As long as the country is not lucky to have visionary leaders who can see beyond the immediate and proffers solutions to the lingering national questions that are daily begging for answers, quest for way forward will always be a centre of focus in any national discourse.

Security challenges

With bombs going off incessantly in the Northern part of the country in particular and an increasing level of panic in other parts of the country, thinking of innovative ways of accommodating social diversity in a democratic frame is a challenge that is at once intellectual and political and it is perhaps the greatest challenge to democratic transition and security in our country today. Consequently, it is my view that we must at least see what is happening in Nigeria today as an outcome of the nature of the country’s democratic transition. It is an argument for treating Nigeria’s democratisation project as a work in progress, not as a condition for hopelessness.

Poverty in Nigeria has not bred radical politics, but radical religious, ethnic and opportunistic agendas. Those who in the last decade would have eked out a living in the informal economy, are beginning to turn to the criminal economy to effect direct redistribution of wealth through the rising tide of terrorism, armed robbery, assassinations and kidnappings which form the backdrop to an increasingly brutalised society. Unemployed youths, when they do not become criminals, join vigilante organisations which supplant the job of the security forces by dealing out direct justice – at which point this threatens the state’s supposed monopoly on the legitimate use of force? Also, beyond this, they become thugs-for-hire, abused in their vulnerability by their scheming elders, who expend them in gang fights over electoral wards or dispose of them for a few hundred Naira in order to destabilise towns and cities for sectarian advantage.

Way forward

The immediate challenge for all of us is to concentrate on how to rescue our people from bad governance. Unless the critical mass of our people cutting across age, gender, zones and party and political affiliations adopt the same positions, with a more clearly defined collective agenda, the current approach to solving our problem will not suffice.
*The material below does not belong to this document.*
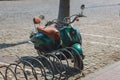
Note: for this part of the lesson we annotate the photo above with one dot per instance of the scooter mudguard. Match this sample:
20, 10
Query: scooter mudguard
78, 49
There is an urgent need to build coalitions and permanent platform in the public sphere that is beyond party and personalities, but all embracing enough to those who subscribe to the core values of integrity, honesty and dedication to transformation in Nigeria. The task of such an allembracing platform must not be limited to reforming the institutional framework of the state alone. It must also focus on leadership and conduct in public life; the constitution and the legal framework of the federal state; human rights, militarism and civil violence; public sector management, transparency and accountability as well as visible economic progress and wealth creation for the ordinary citizens.

I am convinced that the ordinary people in Nigeria are committed to democracy and genuinely want to see it work. Herein lies my hope about the future. This hope is certainly not bleary eyed optimism. It is not even the optimism that the crisis of governance in our land will simply disappear or that journalists will stop being cynical; it is not the hope that political impunity would stop being the name of the game, overnight. I am talking about the hope of our founding fathers in the struggle for independence and freedom. I am talking about their unshaken belief in our inalienable right to rule ourselves.

We need leaders who have a clear vision of the future, who see character as destiny, who advocate values-driven reorientation, who don’t just mouth transformation, who are compassionate about changing the decrepit plight of our people, who act with integrity and ethics, who create an entrepreneurial mindset and capabilities in followers, who see leadership as service and responsibility and who are not content with mediocrity. We must move away from transactional politics to transformative leadership.